Given AEC limitation on labor migration only to these category of skilled professionals, Cambodia with its low- to medium-skill workers may see an influx of better-qualified workforce. AEC may not also drastically boost the number of jobs on offer in the region instead the more liberalize market will increase the competition for these professions and Cambodians may not exclusively see a direct benefit. Instead, the likely scenario to occur is – professionals both from other ASEAN member states and Cambodians will be competing against each other in a bigger pool of qualified people.
Hence there may be a slight sentiment on AEC within local labor grass-root.
Seang Vathana Tann, a Cambodian accounting student provides an interesting case-in-point.
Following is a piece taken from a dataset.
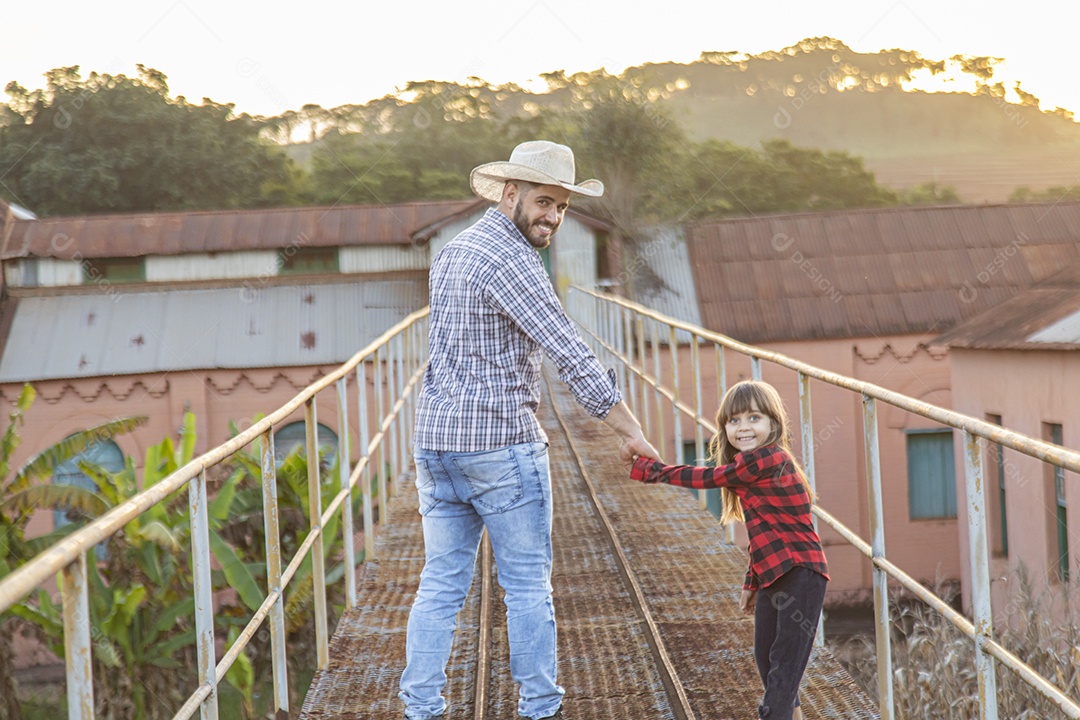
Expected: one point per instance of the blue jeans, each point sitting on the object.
(508, 491)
An accounting student at CamEd Business School- she said that after graduating she would consider working abroad to get better experience and higher pay, but she also knows that the competition for local high-skill jobs will only get tougher.
“There might be more skilled workers coming to Cambodia than skilled workers in Cambodia moving abroad,” she said. Foreign professionals will come to occupy the top jobs and it will be hard to compete with them.
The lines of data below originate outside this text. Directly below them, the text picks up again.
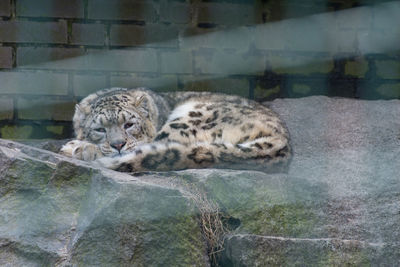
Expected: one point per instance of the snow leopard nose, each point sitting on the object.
(118, 145)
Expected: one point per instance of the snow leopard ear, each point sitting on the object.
(141, 104)
(79, 118)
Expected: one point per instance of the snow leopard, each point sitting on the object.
(136, 130)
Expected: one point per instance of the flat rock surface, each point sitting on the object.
(339, 203)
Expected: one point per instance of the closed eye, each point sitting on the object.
(128, 125)
(100, 130)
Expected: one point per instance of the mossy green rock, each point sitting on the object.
(59, 212)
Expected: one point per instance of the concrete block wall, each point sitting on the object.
(55, 52)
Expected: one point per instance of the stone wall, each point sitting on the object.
(54, 52)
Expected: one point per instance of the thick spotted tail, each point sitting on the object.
(176, 156)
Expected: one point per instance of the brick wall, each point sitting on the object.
(54, 52)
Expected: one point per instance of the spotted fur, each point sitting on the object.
(138, 130)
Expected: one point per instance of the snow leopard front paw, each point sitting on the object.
(115, 163)
(81, 150)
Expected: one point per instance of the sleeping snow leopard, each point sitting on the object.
(138, 130)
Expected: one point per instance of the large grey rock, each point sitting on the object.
(339, 203)
(56, 211)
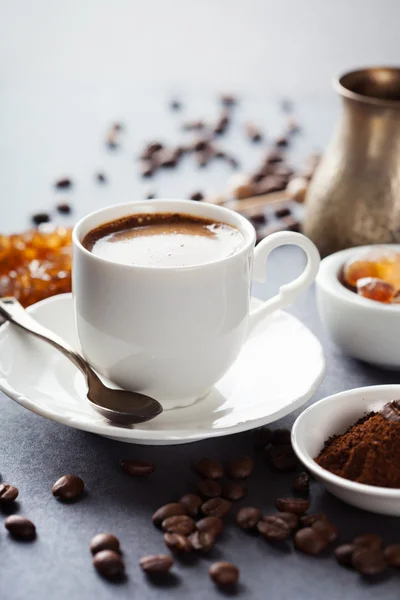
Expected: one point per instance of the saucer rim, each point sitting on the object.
(133, 435)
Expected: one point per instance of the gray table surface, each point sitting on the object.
(66, 73)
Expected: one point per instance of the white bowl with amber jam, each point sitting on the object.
(334, 415)
(363, 328)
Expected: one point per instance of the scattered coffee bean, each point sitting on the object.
(137, 468)
(301, 483)
(232, 490)
(203, 541)
(64, 208)
(154, 564)
(291, 519)
(224, 574)
(101, 178)
(262, 437)
(368, 540)
(279, 213)
(63, 183)
(177, 543)
(310, 541)
(209, 488)
(241, 468)
(216, 507)
(192, 503)
(273, 528)
(175, 104)
(173, 509)
(40, 218)
(282, 458)
(109, 564)
(209, 468)
(282, 141)
(197, 196)
(193, 125)
(181, 524)
(392, 555)
(253, 132)
(295, 505)
(369, 561)
(213, 525)
(309, 520)
(68, 487)
(104, 541)
(248, 517)
(326, 529)
(344, 554)
(20, 527)
(8, 493)
(391, 411)
(228, 99)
Officials and industry experts sought to ease such sentiments.
Heng Sour, spokesman for the Labor Ministry stated that “AEC will have a free flow of labour, but the labour laws in each member state are yet to be changed to date,” he said. “The old requirement of 10 per cent quota for foreigner workers [in Cambodia] will still remain as there is no agreement to change it anytime soon.”
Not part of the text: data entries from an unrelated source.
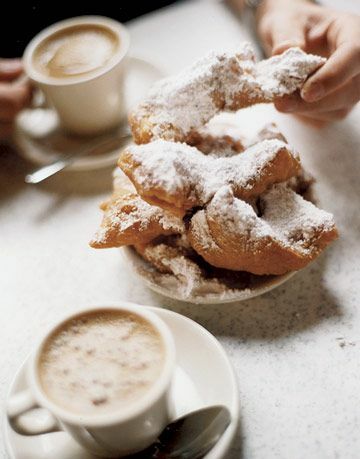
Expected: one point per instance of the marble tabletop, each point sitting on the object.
(296, 350)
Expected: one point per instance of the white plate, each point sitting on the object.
(39, 138)
(171, 287)
(199, 381)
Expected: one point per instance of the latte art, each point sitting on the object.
(77, 50)
(101, 362)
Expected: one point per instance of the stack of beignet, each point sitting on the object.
(239, 204)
According to Sour, the new regulations will not open the floodgates for workers to enter the country, and member states can use a clause in the AEC regulations to stop the inflow of migrant workers, if they deem there is no need for such workers or if they want to protect the local labour force.
Cambodian industry experts also suggest the transfer of skills and expertise in prioritized field from developed ASEAN countries will benefit Cambodia in the long run. It is worth noting, Cambodia relatively is still behind in terms of talent resource in all selected professions under the ASEAN free labor movement pillar. Moreover, Rana Sowath, a Cambodian Human Resource scholar also stated that Cambodia national institutions and small private companies do not have training programs for their employee.
The arrival of experts from different region provides immense opportunities for Cambodians to acquire the best practice in the highlighted field. Experts may provide an informal approach of passing on their experiences. Key skills may also contribute towards Cambodia’s National Strategic Development plan for enhancing Capacity Building and Human Resource Development 2014-2018.
From a short-term perspective, the impact of AEC to Cambodia will be felt by locals, given the anticipated arrival of foreign experts to their shores. Experienced or freshly minted graduates will face the heat. The latter will feel the pinch more – given that companies may be attracted to better qualified foreign graduates with competent technical and communication skills.
Equally, however, the cumulative learning experience from other developed ASEAN members should not be discounted. This indirect form of capacity building through selected transferable skills may provide Cambodia with the needed stepping stone to increase the country talent capacity.